Madeleine Ballard, PhD, is Co-Founder and Executive Director of the Community Health Impact Coalition, an alliance of community health implementers (including Last Mile Health) in 20+ countries working to accelerate the adoption of high-impact community health systems design. From HIV and AIDS to community health, Madeleine has spent her career working alongside advocates to bring about large-scale structural change. Notably, she was the founding Program Manager of Last Mile Health‘s community health pilot in Liberia’s remote Konobo District from 2011-2013. We sat down with her to discuss how the Community Health Impact Coalition is accompanying partners and governments to adopt best-practices in community health.
What is the Community Health Impact Coalition?
The Community Health Impact Coalition was created by some of the field’s most innovative implementers to catalyze the adoption of high-impact community health systems worldwide. In recent years, many countries have begun to institutionalize or strengthen their community health worker programs. Yet, despite hundreds of studies on the impact of community health systems, there has been uneven progress in reducing infant mortality and morbidity. To be effective, investments in community health programs must be coupled with strong systems design and implementation.

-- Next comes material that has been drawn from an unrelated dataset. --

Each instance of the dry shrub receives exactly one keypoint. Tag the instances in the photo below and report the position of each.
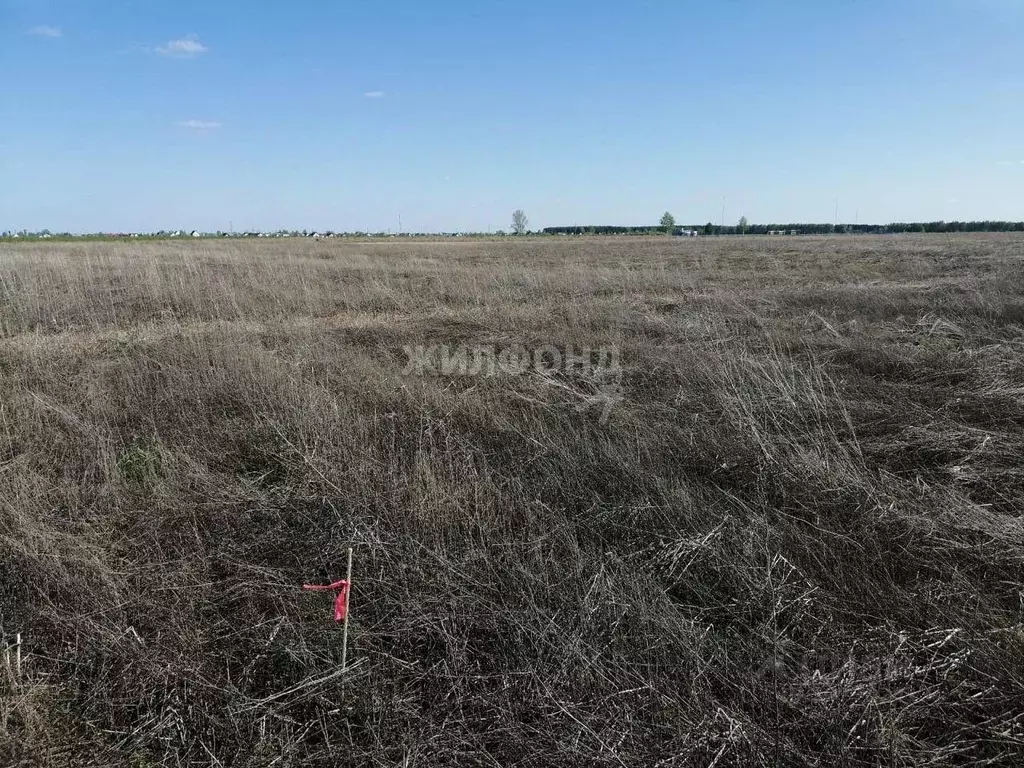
(796, 541)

We identify the best practices for quality care delivery and accompany partners to adopt those practices across the entire community health ecosystem, including funders, technical assistance agencies, NGOs, and—most importantly—Ministries of Health.
This collaboration allows us to do things we couldn’t do alone. Together, our voices are stronger, our message can go further, and we can do more for our patients.
What are the drivers of successful community health programs?
Accrediting community health workers. While nearly everyone agrees on the efficacy of community health workers, there are divisions around payment. We need to shift this mindset to one where community health workers are seen as a professional cadre who are compensated, continuously trained, supplied, and supervised. Community health worker programs that institute these practices report increased motivation and job satisfaction and, ultimately, better service delivery for communities.
How does advocacy inform change?
To create an enabling environment for quality, we need to move from ad hoc to systematic adoption and institutionalization of the best practices that enhance quality of care. For example, rather than using a quality checklist like the Community Health Worker Assessment and Improvement Matrix just once, it instead must become part of each organization’s standard operating procedure.
How can we scale health for all?
The ethos of the Community Health Impact Coalition is radical collaboration for better design. We’re trying to fill the implementation science and knowledge translation gap by open-sourcing best practices that fuel quality care delivery and working together to drive uptake. Too often in the development sector organizations tend to focus on their own growth, push their own brands, and see each other as competitors rather than collaborators. It is a testament to all of the organizations in our coalition that they understand that public sector systems change is not a competition for a share of the market—instead, the only way to achieve health for all is to work together.
The interview was edited and condensed for clarity.
This profile was written as part of a feature in our 2019 Annual Report, which showcases individuals from across all levels of the health system and the globe who play a critical role in the movement for universal health coverage – community leaders, government officials, philanthropists, clinical practitioners, policy specialists and more.